Infância Interrompida
“Ruan ainda pediu socorro ao ouvir grito da mãe”, conta avô
Crime choca a comunidade da zona Norte de Aracaju, que pede justiça
Cotidiano| Por Saullo Hipolito* 11/10/2018 11:30 - Atualizado em 11/10/2018 12:20

A morte com requintes de crueldade do garoto Ruan Henrique Oliveira, de oito anos, abalou toda a comunidade do bairro Soledade, na zona Norte de Aracaju. Para os moradores, o crime que aconteceu nessa quarta-feira (10) pode ser decorrente de um ritual religioso. Além do sentimento de revolta, a comunidade pede justiça.

Desolados, o pai e mãe da criança não conseguiam falar. Apenas as lágrimas eram suficientes para expressar a dor pela perda da criança. Também consternado, o avô, Roberto Alves, que trabalha como mecânico, contou como o menino foi encontrado, por volta das 23 horas, ainda com vida.

“Quando vi o Ruan, ele estava com o corpo em um local mais sólido do mangue e a cabeça dentro da água, ainda vivo. Os próprios moradores que acharam, ele ainda pediu socorro ao ouvir o grito da mãe. Estou me sentindo péssimo com tudo isso, queremos justiça, não é a primeira vez que acontece e nem vai ser a última se os responsáveis não forem capturados”, disse Roberto.

A Polícia Militar ajudou nas buscas pela criança. Após encontrar o corpo, os militares, junto com moradores ainda fizeram buscas para tentar encontrar os criminosos, que seguem foragidos.

Com o bairro silenciado pela violência, os sons de dor e desespero ecoavam por entre as ruas e de muito longe já era possível identificar onde o corpo estava sendo velado na manhã desta quinta-feira (11).
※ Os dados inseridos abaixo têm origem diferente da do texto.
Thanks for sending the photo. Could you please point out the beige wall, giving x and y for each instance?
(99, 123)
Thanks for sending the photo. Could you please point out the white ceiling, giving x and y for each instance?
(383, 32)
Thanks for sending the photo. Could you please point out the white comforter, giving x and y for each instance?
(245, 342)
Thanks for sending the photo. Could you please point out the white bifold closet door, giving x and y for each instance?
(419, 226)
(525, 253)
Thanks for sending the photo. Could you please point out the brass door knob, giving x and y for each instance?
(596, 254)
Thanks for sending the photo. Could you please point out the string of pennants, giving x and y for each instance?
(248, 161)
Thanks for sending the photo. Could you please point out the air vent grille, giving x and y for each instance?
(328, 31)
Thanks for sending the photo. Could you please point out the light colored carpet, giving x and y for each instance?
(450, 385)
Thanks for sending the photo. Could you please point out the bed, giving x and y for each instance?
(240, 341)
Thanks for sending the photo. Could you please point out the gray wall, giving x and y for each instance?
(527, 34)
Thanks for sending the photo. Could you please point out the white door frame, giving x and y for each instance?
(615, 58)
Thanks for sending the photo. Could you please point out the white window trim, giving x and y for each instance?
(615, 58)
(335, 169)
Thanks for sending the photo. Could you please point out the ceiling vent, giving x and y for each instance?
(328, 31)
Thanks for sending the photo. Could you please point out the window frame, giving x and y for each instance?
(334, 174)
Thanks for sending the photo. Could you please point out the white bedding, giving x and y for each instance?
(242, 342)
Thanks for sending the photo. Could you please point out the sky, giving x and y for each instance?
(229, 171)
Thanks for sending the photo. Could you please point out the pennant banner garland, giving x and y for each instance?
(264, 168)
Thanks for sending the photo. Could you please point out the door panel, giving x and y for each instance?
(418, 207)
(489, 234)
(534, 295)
A todo o momento, familiares, amigos e conhecidos chegavam à igreja evangélica do bairro para prestar solidariedade.

Sem a motivação oficialmente esclarecida, os moradores da Soledade buscam a origem do homicídio, dentre elas, a suposição de que a morte de Ruan tem relação com ritual religioso. “Eu penso se fosse eu, se fosse minha filha, a gente anda com medo. É o segundo caso parecido, é uma seita que estão fazendo, pegam crianças pois dizem que são puros. Isso não existe, tem que acabar, essas pessoas têm que morrer”, disse Débora Bezerra, autônoma.

Há três anos, Dafne Bianca Ferreira Gomes morreu após ser estuprada e ter as pernas quebradas, na mesma região de mata fechada em que Ruan foi encontrado. O pai da garota afirma que a busca pelos criminosos não vai terminar e os moradores estão mobilizados. “Fazem três anos e cinco meses que perdi a minha filha, encontraram ela próximo ao mangue. Mas isso não vai ficar assim, estamos procurando essas pessoas. Se não fizermos justiça aqui, Deus fará no céus”, disse Reginaldo Gomes de Almeida, autônomo.

"Não há sorriso nas ruas do Soledade, não há crianças em liberdade – e nem poderia - diante de tal fato. As pessoas estão amedrontadas, presas dentro das suas próprias casas", diz um morador que pediu para não ser identificado.

* Estagiário sob supervisão do jornalista Will Rodriguez.